- Abstract: Modern neural networks often require deep compositions of high-dimensional nonlinear functions (wide architecture) to achieve high test accuracy, and thus can have overwhelming number of parameters. Repeated high cost in prediction at test-time makes neural networks ill-suited for devices with constrained memory or computational power. We introduce an efficient mechanism, reshaped tensor decomposition, to compress neural networks by exploiting three types of invariant structures: periodicity, modulation and low rank. Our reshaped tensor decomposition method exploits such invariance structures using a technique called tensorization (reshaping the layers into higher-order tensors) combined with higher order tensor decompositions on top of the tensorized layers. Our compression method improves low rank approximation methods and can be incorporated to (is complementary to) most of the existing compression methods for neural networks to achieve better compression.
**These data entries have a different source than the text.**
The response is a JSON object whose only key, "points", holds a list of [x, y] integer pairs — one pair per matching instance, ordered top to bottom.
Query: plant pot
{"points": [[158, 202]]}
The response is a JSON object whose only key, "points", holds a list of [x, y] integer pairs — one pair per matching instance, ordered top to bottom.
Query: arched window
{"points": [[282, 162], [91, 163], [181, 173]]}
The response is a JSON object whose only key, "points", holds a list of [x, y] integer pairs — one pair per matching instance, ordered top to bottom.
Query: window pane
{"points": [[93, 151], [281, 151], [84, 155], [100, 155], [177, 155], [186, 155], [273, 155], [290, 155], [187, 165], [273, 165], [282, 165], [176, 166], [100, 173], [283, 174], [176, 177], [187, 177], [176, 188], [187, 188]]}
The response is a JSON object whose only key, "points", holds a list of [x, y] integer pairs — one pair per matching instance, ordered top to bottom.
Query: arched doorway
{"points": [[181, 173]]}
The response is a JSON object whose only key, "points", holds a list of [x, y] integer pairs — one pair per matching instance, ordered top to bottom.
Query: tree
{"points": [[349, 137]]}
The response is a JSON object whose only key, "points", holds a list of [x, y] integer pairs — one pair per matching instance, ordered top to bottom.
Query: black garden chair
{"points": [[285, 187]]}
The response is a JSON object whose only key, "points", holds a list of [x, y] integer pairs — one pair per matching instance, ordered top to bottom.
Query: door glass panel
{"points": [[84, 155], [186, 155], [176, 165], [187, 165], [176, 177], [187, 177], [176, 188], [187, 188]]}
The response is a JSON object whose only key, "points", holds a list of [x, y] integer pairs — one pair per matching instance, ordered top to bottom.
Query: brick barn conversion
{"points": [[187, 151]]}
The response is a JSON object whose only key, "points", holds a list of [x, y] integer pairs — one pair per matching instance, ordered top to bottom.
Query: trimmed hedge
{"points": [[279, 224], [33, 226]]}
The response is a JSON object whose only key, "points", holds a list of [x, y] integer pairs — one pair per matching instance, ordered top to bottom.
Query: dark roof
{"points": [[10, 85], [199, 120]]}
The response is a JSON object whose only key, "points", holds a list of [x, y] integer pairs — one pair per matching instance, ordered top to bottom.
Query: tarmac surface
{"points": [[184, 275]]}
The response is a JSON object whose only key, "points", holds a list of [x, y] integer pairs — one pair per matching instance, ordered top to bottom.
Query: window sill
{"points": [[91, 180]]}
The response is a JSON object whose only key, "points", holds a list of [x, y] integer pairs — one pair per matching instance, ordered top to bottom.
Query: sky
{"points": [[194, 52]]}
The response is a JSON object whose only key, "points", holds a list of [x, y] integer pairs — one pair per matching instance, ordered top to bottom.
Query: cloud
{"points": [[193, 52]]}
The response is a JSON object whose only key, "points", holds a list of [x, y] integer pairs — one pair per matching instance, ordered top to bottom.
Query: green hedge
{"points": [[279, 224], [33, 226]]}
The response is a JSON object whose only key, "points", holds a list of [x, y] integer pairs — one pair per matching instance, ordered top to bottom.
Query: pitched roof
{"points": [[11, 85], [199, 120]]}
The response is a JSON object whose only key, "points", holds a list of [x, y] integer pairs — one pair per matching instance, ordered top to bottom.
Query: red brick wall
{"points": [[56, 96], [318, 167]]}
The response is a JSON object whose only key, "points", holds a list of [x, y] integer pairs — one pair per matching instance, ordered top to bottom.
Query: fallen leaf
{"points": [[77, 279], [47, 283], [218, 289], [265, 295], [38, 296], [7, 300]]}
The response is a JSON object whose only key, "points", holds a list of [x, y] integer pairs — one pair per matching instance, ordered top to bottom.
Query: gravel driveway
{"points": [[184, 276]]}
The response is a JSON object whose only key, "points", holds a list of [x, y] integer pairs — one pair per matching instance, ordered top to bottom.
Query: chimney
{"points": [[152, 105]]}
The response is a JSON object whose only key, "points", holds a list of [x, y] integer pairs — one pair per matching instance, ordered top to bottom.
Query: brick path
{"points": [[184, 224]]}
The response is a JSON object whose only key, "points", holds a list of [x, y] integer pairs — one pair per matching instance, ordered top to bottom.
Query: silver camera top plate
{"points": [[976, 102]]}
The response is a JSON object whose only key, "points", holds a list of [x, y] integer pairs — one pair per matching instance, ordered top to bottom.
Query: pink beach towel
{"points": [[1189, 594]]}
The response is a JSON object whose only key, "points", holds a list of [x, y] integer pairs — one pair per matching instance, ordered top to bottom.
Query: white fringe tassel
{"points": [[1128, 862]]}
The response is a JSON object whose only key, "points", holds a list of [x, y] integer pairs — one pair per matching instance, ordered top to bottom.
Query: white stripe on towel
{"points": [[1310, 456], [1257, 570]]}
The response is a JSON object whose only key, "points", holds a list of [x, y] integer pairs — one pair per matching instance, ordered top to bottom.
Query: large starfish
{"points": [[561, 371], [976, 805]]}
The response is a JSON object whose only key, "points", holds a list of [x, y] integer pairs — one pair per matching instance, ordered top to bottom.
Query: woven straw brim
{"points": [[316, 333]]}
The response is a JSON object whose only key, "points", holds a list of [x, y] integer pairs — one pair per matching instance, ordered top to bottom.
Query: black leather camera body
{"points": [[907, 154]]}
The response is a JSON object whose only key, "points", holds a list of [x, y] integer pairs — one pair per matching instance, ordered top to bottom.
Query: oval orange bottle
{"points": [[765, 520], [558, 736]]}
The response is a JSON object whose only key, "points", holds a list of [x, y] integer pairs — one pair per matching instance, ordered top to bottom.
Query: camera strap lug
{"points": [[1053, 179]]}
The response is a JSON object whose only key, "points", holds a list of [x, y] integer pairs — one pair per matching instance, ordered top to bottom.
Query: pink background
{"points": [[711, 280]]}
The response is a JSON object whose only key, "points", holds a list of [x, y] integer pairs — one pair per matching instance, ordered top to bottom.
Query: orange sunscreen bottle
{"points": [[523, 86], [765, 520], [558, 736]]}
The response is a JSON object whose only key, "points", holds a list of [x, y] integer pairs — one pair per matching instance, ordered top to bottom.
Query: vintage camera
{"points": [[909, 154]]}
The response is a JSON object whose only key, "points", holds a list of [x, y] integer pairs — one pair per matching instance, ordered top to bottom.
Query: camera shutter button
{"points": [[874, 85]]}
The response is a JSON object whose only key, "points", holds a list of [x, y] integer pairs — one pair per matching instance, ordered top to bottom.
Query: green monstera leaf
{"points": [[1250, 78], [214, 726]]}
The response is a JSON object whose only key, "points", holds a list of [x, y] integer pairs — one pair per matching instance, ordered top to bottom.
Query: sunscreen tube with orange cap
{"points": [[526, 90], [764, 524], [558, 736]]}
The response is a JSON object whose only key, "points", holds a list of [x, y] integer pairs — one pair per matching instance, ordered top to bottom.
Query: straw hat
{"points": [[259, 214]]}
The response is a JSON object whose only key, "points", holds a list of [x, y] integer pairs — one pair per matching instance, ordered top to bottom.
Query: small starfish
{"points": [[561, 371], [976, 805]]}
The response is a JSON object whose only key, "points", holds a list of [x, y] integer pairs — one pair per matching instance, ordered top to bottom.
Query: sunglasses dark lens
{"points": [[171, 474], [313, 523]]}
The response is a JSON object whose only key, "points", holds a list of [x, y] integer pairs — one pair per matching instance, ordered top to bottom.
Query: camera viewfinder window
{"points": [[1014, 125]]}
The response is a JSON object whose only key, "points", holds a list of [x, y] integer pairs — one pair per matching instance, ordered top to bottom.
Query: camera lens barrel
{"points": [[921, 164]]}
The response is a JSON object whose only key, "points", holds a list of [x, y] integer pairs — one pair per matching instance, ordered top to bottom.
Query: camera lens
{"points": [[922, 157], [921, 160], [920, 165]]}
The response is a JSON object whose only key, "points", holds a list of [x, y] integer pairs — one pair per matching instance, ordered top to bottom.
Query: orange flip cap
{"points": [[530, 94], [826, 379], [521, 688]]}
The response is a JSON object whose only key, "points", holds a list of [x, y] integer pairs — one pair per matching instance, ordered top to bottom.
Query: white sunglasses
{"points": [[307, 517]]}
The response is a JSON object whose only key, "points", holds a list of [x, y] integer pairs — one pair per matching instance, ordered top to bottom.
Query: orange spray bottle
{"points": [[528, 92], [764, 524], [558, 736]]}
Experiments on LeNet-5 (MNIST), ResNet-32 (CI- FAR10) and ResNet-50 (ImageNet) demonstrate that our reshaped tensor decomposition outperforms (5% test accuracy improvement universally on CIFAR10) the state-of-the-art low-rank approximation techniques under same compression rate, besides achieving orders of magnitude faster convergence rates.
- Keywords: Neural Network Compression, Low Rank Approximation, Higher Order Tensor Decomposition
- TL;DR: Compression of neural networks which improves the state-of-the-art low rank approximation techniques and is complementary to most of other compression techniques.